SYSTEM_DESIGN
System Design: Uber
A deep dive into designing Uber's ride-hailing platform covering real-time matching, GPS tracking, surge pricing, and global scale. Essential reading for engineers preparing for system design interviews.
Requirements
Functional Requirements:
- Riders can request a ride by specifying pickup and dropoff locations
- System matches riders with nearby available drivers in real time
- Drivers and riders can track each other's location on a live map
- System calculates fare estimates before and final cost after the ride
- Surge pricing activates automatically during high demand periods
- Riders and drivers can rate each other after trip completion
Non-Functional Requirements:
- Match latency under 2 seconds for 99th percentile requests
- 99.99% availability — downtime means lost revenue and stranded riders
- Support 20 million concurrent users across 70+ countries
- Location updates processed at under 500ms end-to-end latency
- Strong consistency for payments; eventual consistency acceptable for location data
Scale Estimation
Uber processes roughly 25 million trips per day globally. With ~5 million active drivers, each sending GPS pings every 4 seconds, that's ~1.25 million location updates per second. Each update is ~100 bytes, yielding ~125 MB/s inbound location data. Trip records at ~1 KB each produce ~25 GB/day of trip data. A 5-year retention policy demands ~45 TB of trip storage, easily managed with columnar storage on S3 + Redshift for analytics.
High-Level Architecture
Uber's architecture is organized around three core flows: supply tracking (driver locations), demand intake (rider requests), and the matching engine that joins them. Drivers run a mobile SDK that emits location pings via a persistent WebSocket or gRPC connection to a fleet of Location Ingestion Services. These services write to a geospatial index (backed by Redis with geohash or an in-house system called Ringpop) so that at any moment the system knows which drivers are within a given bounding box.

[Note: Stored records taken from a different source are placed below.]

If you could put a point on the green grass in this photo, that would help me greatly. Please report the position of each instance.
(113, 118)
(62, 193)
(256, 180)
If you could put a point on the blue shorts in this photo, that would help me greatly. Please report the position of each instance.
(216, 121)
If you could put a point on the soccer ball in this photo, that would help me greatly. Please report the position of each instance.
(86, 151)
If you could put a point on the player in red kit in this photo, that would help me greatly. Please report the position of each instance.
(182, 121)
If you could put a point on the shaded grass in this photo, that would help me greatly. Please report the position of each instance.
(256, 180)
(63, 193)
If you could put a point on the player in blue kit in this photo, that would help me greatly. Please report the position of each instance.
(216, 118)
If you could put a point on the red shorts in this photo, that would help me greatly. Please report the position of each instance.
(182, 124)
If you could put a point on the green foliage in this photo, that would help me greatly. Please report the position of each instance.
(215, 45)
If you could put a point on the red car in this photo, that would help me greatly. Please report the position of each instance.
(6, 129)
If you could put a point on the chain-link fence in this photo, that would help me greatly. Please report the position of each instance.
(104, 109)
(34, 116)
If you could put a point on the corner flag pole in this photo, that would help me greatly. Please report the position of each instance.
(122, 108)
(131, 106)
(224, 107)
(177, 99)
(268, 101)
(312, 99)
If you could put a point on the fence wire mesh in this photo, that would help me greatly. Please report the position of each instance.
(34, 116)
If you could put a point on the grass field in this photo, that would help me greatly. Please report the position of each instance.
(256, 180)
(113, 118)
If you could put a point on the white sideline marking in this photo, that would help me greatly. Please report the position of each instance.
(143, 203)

When a rider submits a request, the Dispatch Service queries the geospatial index for nearby available drivers, scores them by ETA (computed via a routing engine like OSRM or Google Maps Platform), and issues a match offer to the best candidate. The driver app receives the offer via a push notification or persistent connection, accepts or declines within a timeout window, and if accepted the trip FSM (finite state machine) transitions from REQUESTED → MATCHED → EN_ROUTE → IN_PROGRESS → COMPLETED.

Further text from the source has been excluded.